Due to numerical properties, hexahedral meshes are preferred and widely used for numerical simulations in several engineering domains. One of the most robust and widely used algorithms for all-hexahedral meshes is the sweeping algorithm which can generate the hexahedral meshes by sweeping the surface meshes on the source surfaces to the target surfaces. In addition, sweeping is also useful for generating other swept volume meshes besides hexahedral meshes such as tri-prism for alignment. The sweeping algorithm consists of four main steps: surface mesh generation on the source surfaces, projection of source surface meshes onto the target surfaces, structured mesh generation on the linking surfaces and interior node placement inside volumes.

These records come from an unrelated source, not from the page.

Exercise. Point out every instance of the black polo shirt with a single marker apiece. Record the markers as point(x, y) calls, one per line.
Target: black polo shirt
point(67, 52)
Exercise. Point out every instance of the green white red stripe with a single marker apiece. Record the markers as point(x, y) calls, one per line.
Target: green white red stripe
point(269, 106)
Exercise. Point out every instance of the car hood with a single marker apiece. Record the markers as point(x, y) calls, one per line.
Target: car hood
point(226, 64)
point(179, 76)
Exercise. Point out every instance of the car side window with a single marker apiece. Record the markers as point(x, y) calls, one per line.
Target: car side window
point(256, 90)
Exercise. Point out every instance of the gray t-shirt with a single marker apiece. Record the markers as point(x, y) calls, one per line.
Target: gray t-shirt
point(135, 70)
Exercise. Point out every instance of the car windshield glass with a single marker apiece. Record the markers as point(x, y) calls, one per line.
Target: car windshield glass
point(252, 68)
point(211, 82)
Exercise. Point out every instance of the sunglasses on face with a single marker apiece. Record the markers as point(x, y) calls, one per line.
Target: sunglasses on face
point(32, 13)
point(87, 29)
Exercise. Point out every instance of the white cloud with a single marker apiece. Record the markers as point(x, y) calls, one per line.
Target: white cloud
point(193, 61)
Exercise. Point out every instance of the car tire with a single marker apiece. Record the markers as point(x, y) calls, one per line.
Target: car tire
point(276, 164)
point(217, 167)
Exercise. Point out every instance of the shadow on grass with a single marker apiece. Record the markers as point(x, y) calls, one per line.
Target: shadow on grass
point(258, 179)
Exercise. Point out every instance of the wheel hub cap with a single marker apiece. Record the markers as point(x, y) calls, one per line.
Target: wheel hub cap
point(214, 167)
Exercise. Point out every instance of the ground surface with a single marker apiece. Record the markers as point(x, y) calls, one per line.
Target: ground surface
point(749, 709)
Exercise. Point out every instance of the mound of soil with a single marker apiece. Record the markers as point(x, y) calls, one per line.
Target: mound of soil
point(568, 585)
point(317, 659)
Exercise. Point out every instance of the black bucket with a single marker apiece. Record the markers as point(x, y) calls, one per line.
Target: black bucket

Current state of the art suffers from either low robustness or poor mesh quality: surface mesh mapping between concave or multiply-connected domains with inverted elements, poor interior node placement inside volumes with complicated internal structures, poor imprinting algorithm for multi-sweeping problems and failed corner assignment for vertices with ambiguous angles on the linking surfaces. Therefore, in this work, an improved and robust sweeping tool has been developed, which consists of several things: surface mesh mapping between the s/t surfaces has been developed based on Harmonic Mapping which works for convex, concave and multiply-connected surfaces; interior node placement method inside volumes has been developed based on the Cage-based Morphing which can deal with local deformation from the linking surfaces and relocate interior nodes accordingly; an improved imprinting algorithm for multi-sweeping has been developed where edge patches are imprinted between the source and target surfaces; an optimal corner assignment method on the linking surfaces has been developed based on templates and LP. Finally, the sweepability assessment problems are discussed based on the topological constraints, geometric constraints and some constraints from users' specified matchings. Overall, our improved sweeping algorithm can generate a swept volume mesh with good mesh quality and O(nlogn) time complexity.